I don't know how to start. I need some help please.

Answer 1

Notice that, for $x\in\mathbb{R}^n$ and $r>0$, if $\mu(B_r(x)) = 0$, then $B_r(x)\subset A$ (why?).

I will make the following claim, which would prove your statement:

Claim: There exists a countable collection $\{x_i\}_{i\in Q}$ of points in $\mathbb{R}^n$ and a corresponding countable collection of positive numbers $\{r_i\}_{i\in Q}$ such that $A\subset\cup_{i\in Q}{B_{r_i}(x_i)}$ and $\mu(B_{r_i}(x_i)) = 0$ for every $i\in Q$.

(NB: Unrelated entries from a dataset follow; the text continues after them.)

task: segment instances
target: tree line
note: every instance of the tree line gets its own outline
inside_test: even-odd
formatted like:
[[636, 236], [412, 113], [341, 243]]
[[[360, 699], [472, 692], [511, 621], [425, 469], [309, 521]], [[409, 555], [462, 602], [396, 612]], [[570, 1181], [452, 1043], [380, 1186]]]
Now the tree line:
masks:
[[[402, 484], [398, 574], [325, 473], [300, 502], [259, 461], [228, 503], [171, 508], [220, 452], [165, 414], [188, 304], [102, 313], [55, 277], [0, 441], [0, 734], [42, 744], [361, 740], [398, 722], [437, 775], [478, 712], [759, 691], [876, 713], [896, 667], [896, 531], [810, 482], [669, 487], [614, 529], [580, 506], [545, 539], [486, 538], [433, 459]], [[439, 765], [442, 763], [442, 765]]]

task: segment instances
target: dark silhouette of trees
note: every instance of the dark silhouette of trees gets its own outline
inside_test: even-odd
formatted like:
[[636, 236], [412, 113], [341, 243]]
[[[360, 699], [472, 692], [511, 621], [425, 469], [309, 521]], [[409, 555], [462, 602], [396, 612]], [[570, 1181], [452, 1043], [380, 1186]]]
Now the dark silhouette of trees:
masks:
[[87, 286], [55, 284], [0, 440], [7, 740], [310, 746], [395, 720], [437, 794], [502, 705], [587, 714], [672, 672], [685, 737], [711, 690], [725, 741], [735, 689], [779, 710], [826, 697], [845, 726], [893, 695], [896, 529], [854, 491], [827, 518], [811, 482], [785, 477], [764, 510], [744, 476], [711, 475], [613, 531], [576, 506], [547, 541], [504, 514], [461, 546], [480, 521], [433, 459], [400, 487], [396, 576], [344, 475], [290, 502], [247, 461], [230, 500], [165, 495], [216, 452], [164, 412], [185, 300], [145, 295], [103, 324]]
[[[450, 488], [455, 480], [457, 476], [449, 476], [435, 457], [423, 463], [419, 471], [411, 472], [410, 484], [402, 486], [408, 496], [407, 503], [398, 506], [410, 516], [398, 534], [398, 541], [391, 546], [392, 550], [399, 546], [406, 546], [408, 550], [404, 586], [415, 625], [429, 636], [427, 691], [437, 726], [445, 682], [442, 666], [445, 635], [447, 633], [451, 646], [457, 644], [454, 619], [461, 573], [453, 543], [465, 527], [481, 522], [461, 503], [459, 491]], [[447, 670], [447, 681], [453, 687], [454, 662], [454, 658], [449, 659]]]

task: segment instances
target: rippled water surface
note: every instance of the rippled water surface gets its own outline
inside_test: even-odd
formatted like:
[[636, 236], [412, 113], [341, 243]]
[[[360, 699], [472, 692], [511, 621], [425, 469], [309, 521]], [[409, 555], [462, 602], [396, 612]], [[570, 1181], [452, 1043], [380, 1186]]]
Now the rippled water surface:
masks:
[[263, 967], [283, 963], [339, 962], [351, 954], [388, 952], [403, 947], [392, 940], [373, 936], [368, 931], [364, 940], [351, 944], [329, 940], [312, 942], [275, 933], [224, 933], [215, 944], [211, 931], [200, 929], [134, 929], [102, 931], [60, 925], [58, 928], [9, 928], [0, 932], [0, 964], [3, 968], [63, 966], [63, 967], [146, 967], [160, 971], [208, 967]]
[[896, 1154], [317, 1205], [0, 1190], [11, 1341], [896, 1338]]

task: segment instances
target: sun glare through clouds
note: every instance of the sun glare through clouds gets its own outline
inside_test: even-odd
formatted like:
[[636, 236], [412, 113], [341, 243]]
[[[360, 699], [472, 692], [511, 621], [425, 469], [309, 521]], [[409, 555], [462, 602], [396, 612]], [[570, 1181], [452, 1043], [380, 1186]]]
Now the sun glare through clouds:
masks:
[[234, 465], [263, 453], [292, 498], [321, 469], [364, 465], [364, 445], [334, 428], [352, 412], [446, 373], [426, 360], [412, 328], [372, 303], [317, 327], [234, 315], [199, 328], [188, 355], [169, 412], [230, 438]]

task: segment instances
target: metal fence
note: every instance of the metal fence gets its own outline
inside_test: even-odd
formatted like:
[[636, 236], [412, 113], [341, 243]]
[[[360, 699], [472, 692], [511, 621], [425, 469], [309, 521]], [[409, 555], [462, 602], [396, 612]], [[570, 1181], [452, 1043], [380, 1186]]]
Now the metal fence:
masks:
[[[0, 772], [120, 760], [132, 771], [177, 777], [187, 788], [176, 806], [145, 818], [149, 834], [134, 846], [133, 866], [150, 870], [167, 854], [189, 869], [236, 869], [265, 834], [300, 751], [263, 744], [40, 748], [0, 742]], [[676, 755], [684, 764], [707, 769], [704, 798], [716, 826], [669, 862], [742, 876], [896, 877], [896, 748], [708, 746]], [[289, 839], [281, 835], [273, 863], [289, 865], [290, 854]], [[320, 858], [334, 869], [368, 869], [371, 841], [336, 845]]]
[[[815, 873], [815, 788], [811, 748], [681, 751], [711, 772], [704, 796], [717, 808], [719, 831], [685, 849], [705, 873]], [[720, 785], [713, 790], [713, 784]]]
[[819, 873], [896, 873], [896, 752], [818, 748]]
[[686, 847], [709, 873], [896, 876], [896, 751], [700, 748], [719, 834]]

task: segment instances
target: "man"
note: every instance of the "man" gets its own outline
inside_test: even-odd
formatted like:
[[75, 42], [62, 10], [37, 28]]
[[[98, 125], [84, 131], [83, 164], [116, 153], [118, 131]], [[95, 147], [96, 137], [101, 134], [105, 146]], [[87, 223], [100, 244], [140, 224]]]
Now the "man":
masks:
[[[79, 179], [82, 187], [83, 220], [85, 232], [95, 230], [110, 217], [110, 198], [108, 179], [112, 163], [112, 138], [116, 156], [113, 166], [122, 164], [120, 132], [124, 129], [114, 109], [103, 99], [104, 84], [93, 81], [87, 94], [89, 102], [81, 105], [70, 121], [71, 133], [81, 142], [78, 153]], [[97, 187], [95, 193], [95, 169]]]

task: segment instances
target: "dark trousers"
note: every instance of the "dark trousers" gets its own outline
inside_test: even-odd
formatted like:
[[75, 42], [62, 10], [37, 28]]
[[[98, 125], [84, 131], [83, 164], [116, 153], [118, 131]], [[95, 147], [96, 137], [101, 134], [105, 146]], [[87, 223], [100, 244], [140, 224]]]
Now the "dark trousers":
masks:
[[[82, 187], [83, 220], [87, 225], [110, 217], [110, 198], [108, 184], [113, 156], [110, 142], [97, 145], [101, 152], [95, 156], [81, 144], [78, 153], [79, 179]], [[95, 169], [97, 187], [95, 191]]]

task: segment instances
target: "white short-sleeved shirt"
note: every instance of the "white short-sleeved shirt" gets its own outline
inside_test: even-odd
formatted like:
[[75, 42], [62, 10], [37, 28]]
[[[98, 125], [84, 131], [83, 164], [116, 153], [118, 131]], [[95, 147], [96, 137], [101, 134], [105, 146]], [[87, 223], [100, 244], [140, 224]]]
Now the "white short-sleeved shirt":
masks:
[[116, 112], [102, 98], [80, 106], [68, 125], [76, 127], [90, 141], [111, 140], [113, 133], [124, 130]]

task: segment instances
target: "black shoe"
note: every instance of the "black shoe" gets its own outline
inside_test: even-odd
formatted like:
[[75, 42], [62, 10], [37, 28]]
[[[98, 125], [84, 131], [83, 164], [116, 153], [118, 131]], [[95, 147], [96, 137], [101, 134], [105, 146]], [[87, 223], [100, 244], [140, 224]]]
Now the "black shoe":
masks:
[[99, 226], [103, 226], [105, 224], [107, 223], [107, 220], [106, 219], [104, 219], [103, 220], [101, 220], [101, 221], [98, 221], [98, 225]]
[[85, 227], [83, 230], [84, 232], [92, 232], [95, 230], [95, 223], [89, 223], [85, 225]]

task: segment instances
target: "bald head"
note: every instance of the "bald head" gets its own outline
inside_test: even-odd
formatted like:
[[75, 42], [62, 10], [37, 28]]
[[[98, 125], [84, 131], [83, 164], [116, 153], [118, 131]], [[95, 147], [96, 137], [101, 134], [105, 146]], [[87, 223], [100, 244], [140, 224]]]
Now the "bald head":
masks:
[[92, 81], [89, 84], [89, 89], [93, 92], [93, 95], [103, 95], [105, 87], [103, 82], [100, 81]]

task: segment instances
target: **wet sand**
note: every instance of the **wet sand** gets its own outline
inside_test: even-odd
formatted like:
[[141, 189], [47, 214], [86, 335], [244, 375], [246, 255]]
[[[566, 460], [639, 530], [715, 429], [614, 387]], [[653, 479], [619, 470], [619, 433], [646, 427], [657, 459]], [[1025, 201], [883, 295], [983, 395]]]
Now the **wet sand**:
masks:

Proof: Take a countable dense subset $D$ of $\mathbb{R}^n$ (e.g. $D = \mathbb{Q}^n$), and consider the intersection $A' = A\cap D$. Then $A'$ is countable, so we can write $A' = \{x_i\}_{i\in Q}$ for some countable index set $Q$. For each $i\in Q$, the fact that $x_i\in A'\subset A$ implies that there exists some $r>0$ with $\mu(B_r(x_i)) = 0$. For each $i\in Q$, let $$ r_i = \sup\{r>0\,|\,\mu(B_r(x_i)) = 0\}.$$ Notice that if $r_i = \infty$ for any $i$ then $\mu(\mathbb{R}^n) = 0$, and we would trivially be done. Otherwise, $0<r_i<\infty$ for every $i$, and in fact we have $\mu(B_{r_i}(x_i)) = 0$ for all $i$ (why?). So it suffices to show that $A\subset\cup_{i\in Q}{B_{r_i}(x_i)}$.

To show this, let $x\in A$. Then there exists $r>0$ such that $\mu(B_r(x)) = 0$. By density of $D$, there exists some $y\in D$ such that $y\in B_{r/2}(x)$. Then $y\in A'$ (why?), so it can be written as $y = x_i$ for some $i\in Q$, and I leave it as an exercise to you to prove that for this $i$ we have $x\in B_{r_i}(x_i)$.